- Born: August , 1721 Siena, Grand Duchy of Tuscany (now Italy)
- Died: July 6, 1764 (aged 42) Florence, Grand Duchy of Tuscany (now Italy)
- Occupations: Traveler, diplomat
- Parent(s): Francesco Stendardi and Urania Stendardi (née Venturi)

= Carlo Antonio Stendardi =

Carlo Antonio Stendardi (August 1721 – 6 July 1764) was an Italian traveler to the Ottoman Empire and North African state of Algeria.

==Biography==
He was born in Siena to a prominent Florentine family; his father however died when he was merely months of age. Seeking advancement and profit, he spent the next three years in a trip to Smyrna (present-day İzmir in Turkey). Returning to Florence, he continued studies. In 1748, the new Grand Ducal government of Tuscany sent him for some months as an Austrian Imperial commissioner to Istanbul. He was recalled later than year to become a diplomat to the Algerian state, which was negotiating treaties with the Austrian and Tuscan authorities. His letters from this time include a depiction of these lands, cultures, and government. In one of the missions, he was able to negotiate the freedom of imprisoned Austrian sailors at Algeria. After seven years, he had to leave Algeria, whose relations with the Christian states was worsening. Stendardi was able to extricate a collection of Roman medals and marble inscriptions.

Upon his return, he was named ambassador to the Kingdom of Naples, where he continued his observation and collection of antiques. Returning to Florence after 5 years, he was a member of the Accademia Colombaria, the Accademia Fiorentina, and the Accademia degli Apatisti. He died of a stroke in Florence in 1764.

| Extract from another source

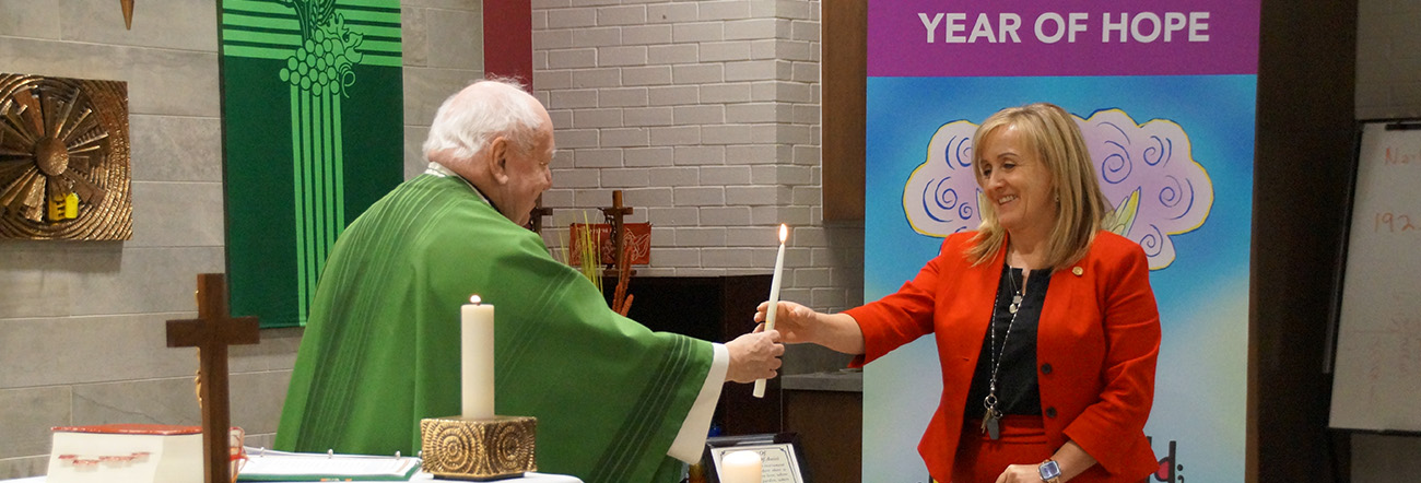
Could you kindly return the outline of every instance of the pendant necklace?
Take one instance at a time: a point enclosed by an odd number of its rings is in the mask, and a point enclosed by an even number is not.
[[[996,305],[1002,300],[1000,291],[996,298],[992,300],[992,318],[986,325],[988,332],[992,334],[992,345],[988,351],[988,354],[992,355],[992,379],[988,381],[988,394],[986,398],[982,399],[982,408],[986,409],[982,415],[982,432],[985,432],[988,438],[992,438],[992,440],[1002,438],[1002,412],[996,411],[996,372],[1002,368],[1002,357],[1006,355],[1006,341],[1012,337],[1012,325],[1016,324],[1016,310],[1022,305],[1022,293],[1016,290],[1016,276],[1012,273],[1010,266],[1007,266],[1006,270],[1006,280],[1012,287],[1012,304],[1007,307],[1012,318],[1006,322],[1006,331],[1002,334],[1000,349],[996,348]]]
[[[1022,308],[1022,293],[1025,290],[1022,290],[1022,291],[1016,290],[1016,276],[1007,273],[1006,274],[1006,280],[1012,283],[1012,305],[1006,307],[1006,310],[1012,313],[1012,317],[1016,317],[1016,310]],[[993,307],[996,307],[996,305],[993,305]],[[996,308],[993,308],[993,310],[996,310]]]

Among his works are the following treatises and essays:
- Governo d’Algieri
- Commercio di Algieri
- Relazione della peste d’Algieri negli anni di Cristo 1752-1753
- Meteore ed altri fenomeni osservati in Algieri nell’anno 1753 incominciando dall’equinozio autunnale del 1752
- Relazione della tragica morte di Mehemet Pascià bey d’Algieri (murder of Ahmed Bey el Kolli) succeduta nel dì 11 di dicembre dell’anno 1754
- Saggio astronomico, Descrizione dei suoi viaggi al Vesuvio, Divinizzazione sopra la luce in Napoli nel 1756.

==Bibliography==

- Obituary in Il Corrier Letterario, Florence (1766) pages 594–596.